Gardner was now the "Most Wanted" criminal, and committed several crimes in Arizona before he was captured by a mail clerk during a train robbery in Phoenix in fall 1921. He was sentenced to an additional 25 years, this time at Leavenworth Federal Penitentiary. Headlines read: "Gangster Gardner brags, 'Leavenworth will never hold me'".

Now known as the "King of the Escape Artists", Gardner was transferred in 1925 to Atlanta Federal Prison, then the toughest prison in the country. The following year, he tried to tunnel under the wall and saw through the bars in the shoe shop. Then in 1927, he led a prison break during which he held the captain and two guards hostage with two revolvers, but the escape failed and he was placed in solitary confinement for twenty months. When he was released from solitary confinement, he was placed in a mental hospital in Washington, D. C.

In 1929, the warden described Gardner as the "most dangerous inmate in the history of Atlanta Prison", and that year he began a hunger strike protesting prison food and threatened suicide. He was then transferred to Leavenworth Annex Prison in 1930, and in 1934 he was transferred to Alcatraz, where he was one of the first hardened criminals incarcerated there.

Gardner's time in Alcatraz coincided with Al Capone's. Capone was an unpopular prisoner. Supposedly, an unidentified inmate once threw a lead sash weight at Capone, but Capone was only wounded in the arm because Gardner pushed him out of the way.

During Gardner's time in Alcatraz, his wife divorced him. He worked and supervised at the mat shop with Ralph Roe and they planned an escape, but Gardner was paroled and released in 1938 after his appeal for clemency was approved.

==Final years==
In 1939 Gardner published his autobiography, titled Hellcatraz. He attended crime lectures, and he and Louis Sonney made one of the first re-enactments, a short film called You Can't Beat the Rap.

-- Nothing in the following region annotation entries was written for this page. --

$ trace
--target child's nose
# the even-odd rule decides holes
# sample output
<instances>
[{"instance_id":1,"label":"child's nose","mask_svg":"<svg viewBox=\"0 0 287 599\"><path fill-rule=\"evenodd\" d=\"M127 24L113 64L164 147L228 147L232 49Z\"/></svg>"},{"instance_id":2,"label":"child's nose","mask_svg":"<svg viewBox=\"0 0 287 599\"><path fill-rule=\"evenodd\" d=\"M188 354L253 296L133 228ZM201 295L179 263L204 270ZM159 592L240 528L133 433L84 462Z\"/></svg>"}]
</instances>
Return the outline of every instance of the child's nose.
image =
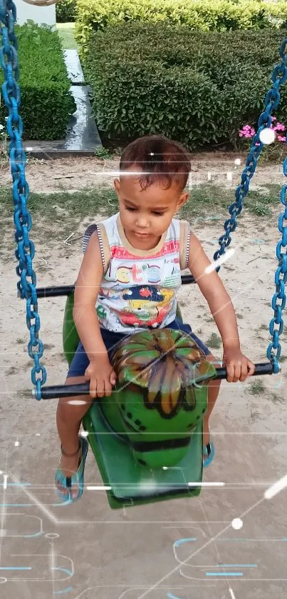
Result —
<instances>
[{"instance_id":1,"label":"child's nose","mask_svg":"<svg viewBox=\"0 0 287 599\"><path fill-rule=\"evenodd\" d=\"M148 226L148 220L145 215L138 215L137 218L137 226L142 228L145 228Z\"/></svg>"}]
</instances>

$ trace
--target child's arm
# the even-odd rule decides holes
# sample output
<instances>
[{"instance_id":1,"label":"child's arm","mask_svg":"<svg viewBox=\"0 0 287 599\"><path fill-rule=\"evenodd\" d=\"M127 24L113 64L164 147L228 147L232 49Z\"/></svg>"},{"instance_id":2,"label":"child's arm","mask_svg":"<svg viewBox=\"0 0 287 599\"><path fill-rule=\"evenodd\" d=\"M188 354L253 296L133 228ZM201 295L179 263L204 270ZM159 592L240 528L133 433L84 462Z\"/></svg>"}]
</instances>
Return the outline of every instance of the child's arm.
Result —
<instances>
[{"instance_id":1,"label":"child's arm","mask_svg":"<svg viewBox=\"0 0 287 599\"><path fill-rule=\"evenodd\" d=\"M210 263L202 244L192 233L188 266L209 304L221 336L227 381L244 381L254 373L255 367L241 353L234 308L227 291L215 270L209 274L205 272Z\"/></svg>"},{"instance_id":2,"label":"child's arm","mask_svg":"<svg viewBox=\"0 0 287 599\"><path fill-rule=\"evenodd\" d=\"M115 374L100 334L95 303L103 278L103 262L98 233L93 233L84 254L77 278L73 316L90 366L85 371L90 379L92 397L110 395Z\"/></svg>"}]
</instances>

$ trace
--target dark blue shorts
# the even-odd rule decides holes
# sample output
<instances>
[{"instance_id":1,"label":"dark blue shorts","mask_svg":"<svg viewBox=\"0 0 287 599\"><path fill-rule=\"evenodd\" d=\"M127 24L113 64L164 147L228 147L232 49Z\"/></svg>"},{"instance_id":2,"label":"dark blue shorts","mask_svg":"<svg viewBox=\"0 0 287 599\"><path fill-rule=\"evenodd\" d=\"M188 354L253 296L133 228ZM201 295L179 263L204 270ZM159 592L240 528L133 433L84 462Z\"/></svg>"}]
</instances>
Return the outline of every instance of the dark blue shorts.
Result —
<instances>
[{"instance_id":1,"label":"dark blue shorts","mask_svg":"<svg viewBox=\"0 0 287 599\"><path fill-rule=\"evenodd\" d=\"M211 355L212 352L210 350L209 350L209 348L204 346L204 343L203 343L202 341L201 341L200 339L199 339L198 337L192 333L192 328L189 324L183 324L183 323L178 320L178 318L175 318L173 322L168 325L167 328L182 331L184 333L186 333L187 335L190 335L192 339L194 340L195 343L197 343L199 347L200 347L202 350L205 356ZM110 357L113 353L113 350L115 346L118 343L119 341L121 341L125 337L128 336L127 335L124 335L122 333L112 333L112 331L108 331L105 328L101 328L100 332L102 333L103 341ZM85 351L84 346L80 341L69 368L67 376L83 376L85 374L89 363L90 361Z\"/></svg>"}]
</instances>

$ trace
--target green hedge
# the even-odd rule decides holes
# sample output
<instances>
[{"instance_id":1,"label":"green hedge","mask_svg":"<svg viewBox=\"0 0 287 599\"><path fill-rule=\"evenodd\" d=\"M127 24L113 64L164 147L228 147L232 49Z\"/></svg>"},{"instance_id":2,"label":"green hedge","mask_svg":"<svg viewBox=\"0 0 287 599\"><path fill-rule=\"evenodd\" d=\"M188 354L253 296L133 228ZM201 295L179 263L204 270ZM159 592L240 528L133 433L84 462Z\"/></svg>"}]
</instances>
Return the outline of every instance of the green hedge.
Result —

Gardner worked as a film salesman and an exposition barker. A 1939 movie called I Stole a Million was based on his life; it was a failure.
After being paroled he became a guide on a tour boat that circled Alcatraz Island.
On the evening of January 10, 1940, in a hotel room in San Francisco (Aumont), Gardner wrote four notes; one of them he attached to the door, warning: "Do not open door. Poison gas. Call police." He sealed the door from the inside, then killed himself by dropping cyanide into a glass of acid and inhaling the poison fumes.